Rápidamente fue sostenida por varias novicias y por un momento, sólo atinó
a pedir que quería hablar con Monseñor.
Isidro
muy sorprendido comenzó a escuchar que el organista tocaba los salmos que
habían elegido con Maripí, como él le decía en la intimidad, y ella como una
aparición del paraíso ya venía del brazo de su padre por la nave central.
Bellas rosas blancas temblaban entre sus manos
emocionadas. Un brevísimo diálogo se produjo entre el monje y la abadesa.

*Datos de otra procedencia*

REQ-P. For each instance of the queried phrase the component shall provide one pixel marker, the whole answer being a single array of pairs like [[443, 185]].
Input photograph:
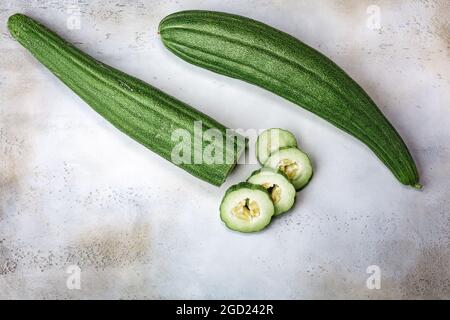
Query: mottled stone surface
[[74, 191]]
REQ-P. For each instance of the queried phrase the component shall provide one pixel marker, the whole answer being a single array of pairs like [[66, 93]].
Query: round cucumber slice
[[246, 207], [277, 184], [294, 163], [271, 140]]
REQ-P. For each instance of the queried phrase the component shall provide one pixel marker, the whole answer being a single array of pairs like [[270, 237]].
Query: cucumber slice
[[294, 163], [246, 207], [277, 184], [271, 140]]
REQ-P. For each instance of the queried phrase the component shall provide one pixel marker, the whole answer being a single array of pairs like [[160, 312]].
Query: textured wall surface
[[75, 191]]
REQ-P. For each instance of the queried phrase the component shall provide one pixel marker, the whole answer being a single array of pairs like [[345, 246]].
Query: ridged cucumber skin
[[139, 110], [252, 51]]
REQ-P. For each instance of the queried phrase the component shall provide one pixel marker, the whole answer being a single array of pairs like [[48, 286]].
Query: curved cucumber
[[271, 140], [246, 207], [141, 111], [277, 184], [257, 53], [294, 163]]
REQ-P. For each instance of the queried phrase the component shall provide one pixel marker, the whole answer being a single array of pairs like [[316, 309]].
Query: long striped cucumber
[[139, 110], [252, 51]]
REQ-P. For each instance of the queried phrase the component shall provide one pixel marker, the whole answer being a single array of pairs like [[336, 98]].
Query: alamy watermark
[[73, 281], [73, 21], [373, 22], [214, 146], [374, 280]]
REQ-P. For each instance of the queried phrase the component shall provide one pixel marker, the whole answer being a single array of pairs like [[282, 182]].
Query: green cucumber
[[271, 140], [252, 51], [294, 163], [246, 207], [281, 191], [139, 110]]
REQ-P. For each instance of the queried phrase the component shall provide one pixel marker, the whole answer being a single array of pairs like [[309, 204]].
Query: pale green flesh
[[300, 171], [232, 199], [284, 197], [271, 140]]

El hombre desfigurado, pálido y decidido
se plantó frente a los jóvenes que ya
se habían tomado de las manos para ocupar su lugar en los reclinatorios
delante del altar mayor, los observó detenidamente y con voz firme dijo:
-¡Vosotros
tenéis un impedimento atroz que os
impide ser esposos! - ¡Dios ha querido que fuera en este momento que supierais
esta tremenda verdad...,vosotros dos sois
hermanos de sangre, vuestra madre ha revelado hace unos minutos la
singular y desconcertante verdad...!
La
pequeña María del Pilar cayó desmayada en brazos de quien pudo ser su esposo
amantísimo y era allí su hermano. Lágrimas de desconsuelo arrebató las suaves
facciones de Isidro y lentamente su cabello de un tenue color castaño se fue
tornando grisáceo, como envejecido. Se sentó con ella entre los brazos, nada
comprendía. ¿Esos que él llamaba padres, quienes eran ? ¿Esa mujer que había
llegado a destruir su vida, dónde estaba ?
La
iglesia fue quedando lentamente vacía. Murmullos de pena y confusión dejaban a
ese pequeño grupo de personas, atados a una misteriosa verdad, que, ¿ nunca
podrían desentrañar?
Las novicias y las monjitas se
inclinaron como era su rutina frente al Jesús del Divino Amor para rogar por
esos jóvenes cuyas vidas estaban entrando en un túnel de enigmático y oscuro
laberinto .
Lejos de allí en un salón
de una mansión una mujer solitaria lloraba amargamente. Por segunda vez había
traicionado a sus hijos y los había abandonado con igual cobardía que el día
que nacieron. Para ella ya era tarde. Salió al salón donde estaban las armas de
caza de su esposo, lenta, lentamente caminó
y se perdió en la tiniebla, se perdió con su verdad.